TensorRT
TensorRT copied to clipboard
Asynchronous inference engine, the speed increases exponentially
hello, when i use multiple stream parallel inference engine, the speed is doubled, this is my code, thank you very much for your help
const int nStreams =3;
std::cout << "Creating " << nStreams << " CUDA streams." << std::endl;
cudaStream_t stream[nStreams];;
for (int i = 0; i < nStreams; i++)
cudaStreamCreate(&stream[i]);
//cudaStream_t stream;
//cudaStreamCreate(&stream);
//复制图片数据到GPU
cudaEvent_t start, stop;
float elapsedTime;
cudaEventCreate(&start);
cudaEventCreate(&stop);
cudaEventRecord(start, 0);
for (int i = 0; i < nStreams; i++) {
cudaMemcpyAsync(buffers[inputIndex], data, m_nImgNum * m_nChannelNum * m_nImgSize * m_nImgSize * sizeof(float), cudaMemcpyHostToDevice, stream[i]);
//执行推理
context->enqueueV2(buffers, stream[i], nullptr);
//将GPU数据拷贝回CPU
cudaMemcpyAsync(outdata, buffers[outputIndex], m_nImgNum * m_nImgSize * m_nImgSize * sizeof(int), cudaMemcpyDeviceToHost, stream[i]);
//cudaStreamSynchronize(stream[i]);
}
for (int i = 0; i < nStreams; ++i)
cudaStreamSynchronize(stream[i]);
//销毁流
CUDA_CHECK();
CUDA_CALL(cudaDeviceSynchronize());
CUDA_CALL(cudaEventRecord(stop, 0));
CUDA_CALL(cudaEventSynchronize(stop));
CUDA_CALL(cudaEventElapsedTime(&elapsedTime, start, stop));
std::cout << "Whole process took " << elapsedTime << "ms." << std::endl;
for (int i = 0; i < nStreams; ++i)
cudaStreamDestroy(stream[i]);
- Please run at least 100-150 times to warm up the GPU.
- Locking the GPU frequency is a good practice.

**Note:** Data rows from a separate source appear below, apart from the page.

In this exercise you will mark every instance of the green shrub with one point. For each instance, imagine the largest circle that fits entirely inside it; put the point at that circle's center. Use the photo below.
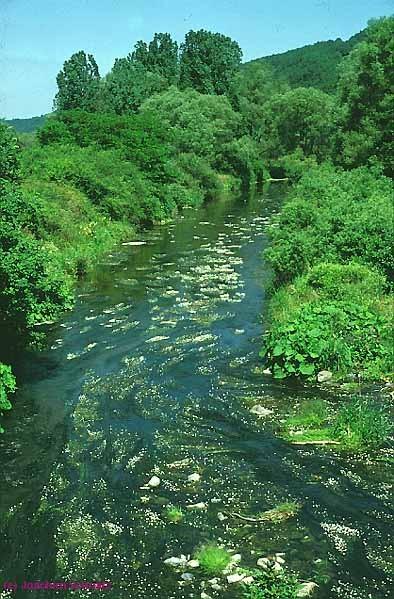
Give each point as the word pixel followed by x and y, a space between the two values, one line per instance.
pixel 341 336
pixel 334 216
pixel 7 386
pixel 213 559
pixel 361 424
pixel 9 154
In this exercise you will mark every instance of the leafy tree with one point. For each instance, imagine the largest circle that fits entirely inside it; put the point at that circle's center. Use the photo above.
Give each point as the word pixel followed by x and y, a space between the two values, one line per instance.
pixel 302 118
pixel 250 89
pixel 200 123
pixel 78 83
pixel 163 57
pixel 128 85
pixel 208 62
pixel 366 92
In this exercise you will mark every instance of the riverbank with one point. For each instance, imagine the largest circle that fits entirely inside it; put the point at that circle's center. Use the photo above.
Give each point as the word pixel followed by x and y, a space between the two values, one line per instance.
pixel 331 306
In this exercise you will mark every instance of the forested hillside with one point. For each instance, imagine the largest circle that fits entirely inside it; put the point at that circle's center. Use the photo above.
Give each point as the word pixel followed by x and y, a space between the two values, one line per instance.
pixel 27 125
pixel 315 65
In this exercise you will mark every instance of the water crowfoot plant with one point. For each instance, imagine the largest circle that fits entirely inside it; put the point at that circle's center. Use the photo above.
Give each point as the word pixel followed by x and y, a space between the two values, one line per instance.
pixel 213 559
pixel 174 514
pixel 271 583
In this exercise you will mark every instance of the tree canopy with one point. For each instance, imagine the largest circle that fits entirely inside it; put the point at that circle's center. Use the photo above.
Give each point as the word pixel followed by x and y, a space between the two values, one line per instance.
pixel 78 83
pixel 208 62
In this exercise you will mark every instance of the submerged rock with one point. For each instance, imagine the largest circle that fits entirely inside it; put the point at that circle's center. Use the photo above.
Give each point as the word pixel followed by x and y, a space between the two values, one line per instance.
pixel 175 561
pixel 260 411
pixel 197 506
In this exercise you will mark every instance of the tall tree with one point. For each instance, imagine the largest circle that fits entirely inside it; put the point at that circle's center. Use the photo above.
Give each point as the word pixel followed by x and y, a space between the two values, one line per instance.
pixel 209 62
pixel 128 85
pixel 366 91
pixel 303 119
pixel 160 56
pixel 78 83
pixel 163 57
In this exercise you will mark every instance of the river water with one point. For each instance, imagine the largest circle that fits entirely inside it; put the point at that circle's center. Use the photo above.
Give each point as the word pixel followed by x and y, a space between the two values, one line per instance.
pixel 153 374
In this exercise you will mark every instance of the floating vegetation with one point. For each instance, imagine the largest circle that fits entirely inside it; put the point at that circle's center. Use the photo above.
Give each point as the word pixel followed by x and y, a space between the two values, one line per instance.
pixel 174 514
pixel 213 559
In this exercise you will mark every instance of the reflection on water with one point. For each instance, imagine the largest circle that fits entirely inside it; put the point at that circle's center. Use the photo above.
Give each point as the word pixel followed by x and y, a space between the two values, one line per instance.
pixel 147 377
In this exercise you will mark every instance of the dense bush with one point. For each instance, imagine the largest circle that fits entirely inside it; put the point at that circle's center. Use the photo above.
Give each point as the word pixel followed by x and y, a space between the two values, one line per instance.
pixel 361 425
pixel 334 216
pixel 9 154
pixel 336 335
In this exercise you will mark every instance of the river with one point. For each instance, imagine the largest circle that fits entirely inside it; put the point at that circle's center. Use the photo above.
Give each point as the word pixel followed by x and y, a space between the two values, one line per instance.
pixel 153 374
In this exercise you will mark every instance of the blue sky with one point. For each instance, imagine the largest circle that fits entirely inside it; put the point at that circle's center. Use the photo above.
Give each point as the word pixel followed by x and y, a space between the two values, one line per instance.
pixel 37 36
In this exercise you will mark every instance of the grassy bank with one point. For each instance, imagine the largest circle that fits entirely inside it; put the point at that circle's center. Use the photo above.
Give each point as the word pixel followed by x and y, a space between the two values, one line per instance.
pixel 333 269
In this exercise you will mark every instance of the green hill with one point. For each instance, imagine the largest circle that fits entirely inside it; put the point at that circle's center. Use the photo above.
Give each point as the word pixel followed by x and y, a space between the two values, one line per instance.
pixel 315 65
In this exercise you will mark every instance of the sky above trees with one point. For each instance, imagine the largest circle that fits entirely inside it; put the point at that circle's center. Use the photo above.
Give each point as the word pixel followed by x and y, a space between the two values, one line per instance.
pixel 37 37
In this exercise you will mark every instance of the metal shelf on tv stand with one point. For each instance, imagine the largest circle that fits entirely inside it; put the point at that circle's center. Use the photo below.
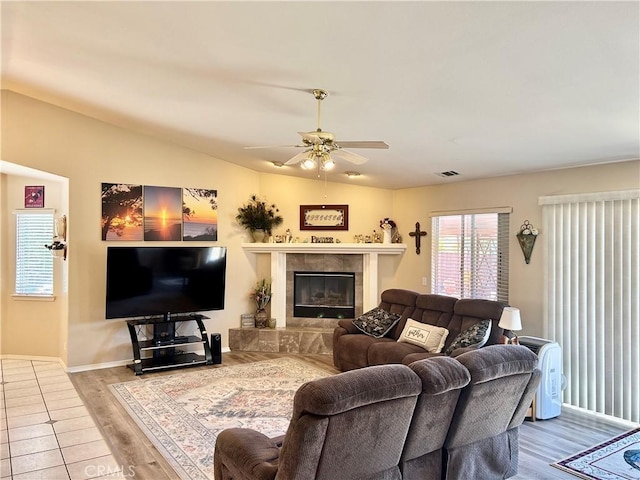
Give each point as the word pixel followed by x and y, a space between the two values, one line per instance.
pixel 165 353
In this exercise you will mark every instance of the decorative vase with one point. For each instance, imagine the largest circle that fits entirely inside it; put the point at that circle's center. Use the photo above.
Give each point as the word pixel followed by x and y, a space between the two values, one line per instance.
pixel 261 318
pixel 259 236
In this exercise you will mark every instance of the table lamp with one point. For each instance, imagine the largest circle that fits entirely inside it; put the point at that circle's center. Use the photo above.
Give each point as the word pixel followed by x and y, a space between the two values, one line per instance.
pixel 510 321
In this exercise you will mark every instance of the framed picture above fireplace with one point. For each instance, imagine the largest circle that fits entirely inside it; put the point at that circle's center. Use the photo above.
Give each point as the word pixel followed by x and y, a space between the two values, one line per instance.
pixel 324 217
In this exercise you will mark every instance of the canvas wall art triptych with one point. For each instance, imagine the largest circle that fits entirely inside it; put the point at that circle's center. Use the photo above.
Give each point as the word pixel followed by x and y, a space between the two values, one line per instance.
pixel 140 212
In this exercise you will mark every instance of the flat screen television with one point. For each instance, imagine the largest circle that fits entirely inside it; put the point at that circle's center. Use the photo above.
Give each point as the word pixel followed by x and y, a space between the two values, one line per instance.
pixel 161 281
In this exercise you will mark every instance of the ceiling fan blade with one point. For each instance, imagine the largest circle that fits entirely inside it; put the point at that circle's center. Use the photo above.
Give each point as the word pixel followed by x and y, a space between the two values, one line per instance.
pixel 349 156
pixel 273 146
pixel 364 144
pixel 297 158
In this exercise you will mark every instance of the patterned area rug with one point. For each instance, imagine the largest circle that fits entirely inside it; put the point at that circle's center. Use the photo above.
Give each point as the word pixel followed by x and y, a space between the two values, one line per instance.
pixel 615 459
pixel 182 414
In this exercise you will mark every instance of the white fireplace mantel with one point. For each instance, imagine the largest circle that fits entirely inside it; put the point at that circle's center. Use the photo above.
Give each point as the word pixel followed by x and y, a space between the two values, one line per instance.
pixel 279 251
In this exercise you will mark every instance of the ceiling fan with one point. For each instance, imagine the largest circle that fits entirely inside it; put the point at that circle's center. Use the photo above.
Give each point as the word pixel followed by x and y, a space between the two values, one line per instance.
pixel 319 146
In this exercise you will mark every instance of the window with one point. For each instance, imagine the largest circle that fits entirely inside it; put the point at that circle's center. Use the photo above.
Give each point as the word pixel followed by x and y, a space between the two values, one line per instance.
pixel 592 306
pixel 470 256
pixel 34 263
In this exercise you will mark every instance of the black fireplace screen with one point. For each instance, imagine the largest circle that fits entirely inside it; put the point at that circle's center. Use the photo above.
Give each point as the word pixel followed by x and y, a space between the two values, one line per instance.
pixel 324 294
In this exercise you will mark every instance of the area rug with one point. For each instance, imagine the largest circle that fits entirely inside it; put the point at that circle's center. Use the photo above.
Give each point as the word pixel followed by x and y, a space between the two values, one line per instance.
pixel 183 413
pixel 615 459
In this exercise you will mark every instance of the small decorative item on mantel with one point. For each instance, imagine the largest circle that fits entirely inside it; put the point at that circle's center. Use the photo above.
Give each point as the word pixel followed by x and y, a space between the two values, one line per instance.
pixel 259 218
pixel 262 296
pixel 527 239
pixel 388 229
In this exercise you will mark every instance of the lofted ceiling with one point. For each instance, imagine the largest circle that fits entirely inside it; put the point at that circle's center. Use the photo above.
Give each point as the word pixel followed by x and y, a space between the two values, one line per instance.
pixel 480 88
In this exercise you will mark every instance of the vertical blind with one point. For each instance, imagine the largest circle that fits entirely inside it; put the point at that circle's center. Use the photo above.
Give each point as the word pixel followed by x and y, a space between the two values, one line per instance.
pixel 592 276
pixel 34 263
pixel 470 256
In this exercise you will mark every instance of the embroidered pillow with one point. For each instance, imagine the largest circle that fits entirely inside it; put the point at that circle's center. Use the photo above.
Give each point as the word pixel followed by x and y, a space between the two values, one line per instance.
pixel 474 336
pixel 376 322
pixel 429 337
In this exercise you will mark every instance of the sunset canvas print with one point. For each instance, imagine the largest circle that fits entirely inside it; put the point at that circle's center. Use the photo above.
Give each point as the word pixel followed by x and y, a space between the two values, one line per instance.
pixel 162 213
pixel 200 214
pixel 121 211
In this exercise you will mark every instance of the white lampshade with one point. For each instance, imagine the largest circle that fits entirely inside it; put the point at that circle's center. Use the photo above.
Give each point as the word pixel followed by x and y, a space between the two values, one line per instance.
pixel 510 319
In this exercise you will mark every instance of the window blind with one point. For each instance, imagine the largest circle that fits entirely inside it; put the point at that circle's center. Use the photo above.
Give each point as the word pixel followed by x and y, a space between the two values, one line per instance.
pixel 34 263
pixel 470 256
pixel 592 299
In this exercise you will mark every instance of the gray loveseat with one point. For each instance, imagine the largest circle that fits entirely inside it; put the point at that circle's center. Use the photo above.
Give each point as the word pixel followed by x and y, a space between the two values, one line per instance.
pixel 353 349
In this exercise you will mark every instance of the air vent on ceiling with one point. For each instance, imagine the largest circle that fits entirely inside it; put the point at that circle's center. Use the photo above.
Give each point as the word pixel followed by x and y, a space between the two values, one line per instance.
pixel 450 173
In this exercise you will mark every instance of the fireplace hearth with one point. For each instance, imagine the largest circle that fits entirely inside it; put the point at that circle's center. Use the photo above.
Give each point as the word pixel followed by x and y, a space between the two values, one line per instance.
pixel 324 294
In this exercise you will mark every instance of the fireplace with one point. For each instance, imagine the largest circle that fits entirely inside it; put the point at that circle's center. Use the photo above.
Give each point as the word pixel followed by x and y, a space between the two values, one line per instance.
pixel 324 294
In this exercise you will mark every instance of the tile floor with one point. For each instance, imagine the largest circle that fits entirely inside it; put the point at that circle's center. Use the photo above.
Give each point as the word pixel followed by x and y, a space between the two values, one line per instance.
pixel 45 430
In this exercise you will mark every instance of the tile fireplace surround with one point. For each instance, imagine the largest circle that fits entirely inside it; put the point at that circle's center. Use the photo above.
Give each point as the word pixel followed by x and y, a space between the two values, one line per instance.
pixel 279 252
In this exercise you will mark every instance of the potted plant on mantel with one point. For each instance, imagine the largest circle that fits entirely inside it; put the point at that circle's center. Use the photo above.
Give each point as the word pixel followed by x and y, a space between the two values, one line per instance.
pixel 259 218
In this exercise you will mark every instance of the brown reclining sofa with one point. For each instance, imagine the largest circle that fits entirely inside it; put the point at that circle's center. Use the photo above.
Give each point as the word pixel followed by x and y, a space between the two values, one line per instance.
pixel 354 349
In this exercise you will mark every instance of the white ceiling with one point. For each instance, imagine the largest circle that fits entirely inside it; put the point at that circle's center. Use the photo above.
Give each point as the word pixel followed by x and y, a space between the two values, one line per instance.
pixel 482 88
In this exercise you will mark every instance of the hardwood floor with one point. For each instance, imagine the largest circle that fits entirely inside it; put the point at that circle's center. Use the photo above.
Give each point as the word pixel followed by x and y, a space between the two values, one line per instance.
pixel 541 442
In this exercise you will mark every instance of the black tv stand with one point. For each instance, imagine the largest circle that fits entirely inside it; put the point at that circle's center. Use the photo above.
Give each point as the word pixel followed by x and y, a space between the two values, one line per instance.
pixel 164 343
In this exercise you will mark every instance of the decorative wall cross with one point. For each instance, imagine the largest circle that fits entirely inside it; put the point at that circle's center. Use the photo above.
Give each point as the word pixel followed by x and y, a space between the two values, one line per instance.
pixel 417 234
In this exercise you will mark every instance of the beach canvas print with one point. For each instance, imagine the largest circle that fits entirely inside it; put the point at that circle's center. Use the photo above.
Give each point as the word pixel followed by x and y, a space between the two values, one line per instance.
pixel 121 211
pixel 162 213
pixel 200 214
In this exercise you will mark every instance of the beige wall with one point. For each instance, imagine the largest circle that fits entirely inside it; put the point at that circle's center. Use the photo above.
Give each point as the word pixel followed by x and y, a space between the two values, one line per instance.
pixel 520 192
pixel 88 152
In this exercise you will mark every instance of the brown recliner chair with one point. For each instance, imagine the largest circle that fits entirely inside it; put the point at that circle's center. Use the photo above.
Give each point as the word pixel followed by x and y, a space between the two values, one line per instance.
pixel 442 380
pixel 348 426
pixel 483 436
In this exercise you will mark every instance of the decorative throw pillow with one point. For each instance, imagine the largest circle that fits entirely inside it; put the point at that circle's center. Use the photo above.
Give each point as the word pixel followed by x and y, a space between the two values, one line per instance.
pixel 429 337
pixel 376 322
pixel 474 336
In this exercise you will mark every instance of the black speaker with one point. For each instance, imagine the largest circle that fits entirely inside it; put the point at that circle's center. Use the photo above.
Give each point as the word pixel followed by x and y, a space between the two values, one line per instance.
pixel 216 348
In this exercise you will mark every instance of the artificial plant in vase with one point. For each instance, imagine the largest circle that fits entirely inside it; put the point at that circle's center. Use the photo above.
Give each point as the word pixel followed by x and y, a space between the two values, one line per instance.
pixel 258 216
pixel 261 295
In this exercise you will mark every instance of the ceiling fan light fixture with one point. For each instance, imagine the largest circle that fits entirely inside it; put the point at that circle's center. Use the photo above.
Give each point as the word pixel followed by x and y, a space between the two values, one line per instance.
pixel 327 162
pixel 308 163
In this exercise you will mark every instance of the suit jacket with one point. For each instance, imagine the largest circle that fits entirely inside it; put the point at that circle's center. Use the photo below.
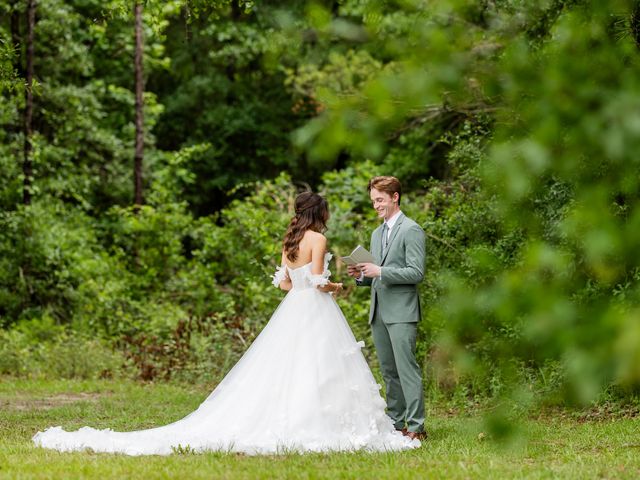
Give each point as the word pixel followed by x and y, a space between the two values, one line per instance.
pixel 395 293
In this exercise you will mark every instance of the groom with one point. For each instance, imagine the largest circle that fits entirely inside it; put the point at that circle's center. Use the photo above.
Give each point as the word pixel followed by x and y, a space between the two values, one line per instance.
pixel 398 247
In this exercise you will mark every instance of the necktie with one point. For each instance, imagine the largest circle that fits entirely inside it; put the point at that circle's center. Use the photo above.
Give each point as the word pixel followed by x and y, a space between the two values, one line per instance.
pixel 385 237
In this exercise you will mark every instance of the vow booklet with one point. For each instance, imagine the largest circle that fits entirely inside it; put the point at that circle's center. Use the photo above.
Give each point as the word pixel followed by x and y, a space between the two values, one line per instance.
pixel 359 255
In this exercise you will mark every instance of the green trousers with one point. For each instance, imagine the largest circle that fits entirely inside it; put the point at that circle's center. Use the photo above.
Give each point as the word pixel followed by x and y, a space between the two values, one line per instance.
pixel 396 348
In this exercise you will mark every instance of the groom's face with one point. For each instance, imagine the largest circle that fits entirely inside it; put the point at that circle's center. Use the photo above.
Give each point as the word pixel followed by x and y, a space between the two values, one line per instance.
pixel 384 204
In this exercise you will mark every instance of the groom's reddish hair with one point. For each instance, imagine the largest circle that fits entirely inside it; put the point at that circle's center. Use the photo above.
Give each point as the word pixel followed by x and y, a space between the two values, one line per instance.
pixel 387 184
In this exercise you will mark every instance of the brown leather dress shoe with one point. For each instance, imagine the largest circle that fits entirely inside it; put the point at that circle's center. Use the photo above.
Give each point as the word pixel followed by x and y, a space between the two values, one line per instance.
pixel 416 435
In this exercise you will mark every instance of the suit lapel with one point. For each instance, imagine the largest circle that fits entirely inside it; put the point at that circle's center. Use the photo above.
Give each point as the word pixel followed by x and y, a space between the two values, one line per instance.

- the inference time may be fluctuating so please measure the mean/median time over N runs
@nvpohanh for viz
btw if you just want to check the multi-stream. trtexec has an option for it, check it with trtexec -h.
Isn't this expected? With nStream=3, you now have 3x as many computations to do, so the latency will be roughly 3x (or slightly less than that, if some kernels happen to run in parallel).
Closing since no activity for more than 3 weeks, please reopen if you still have question, thanks!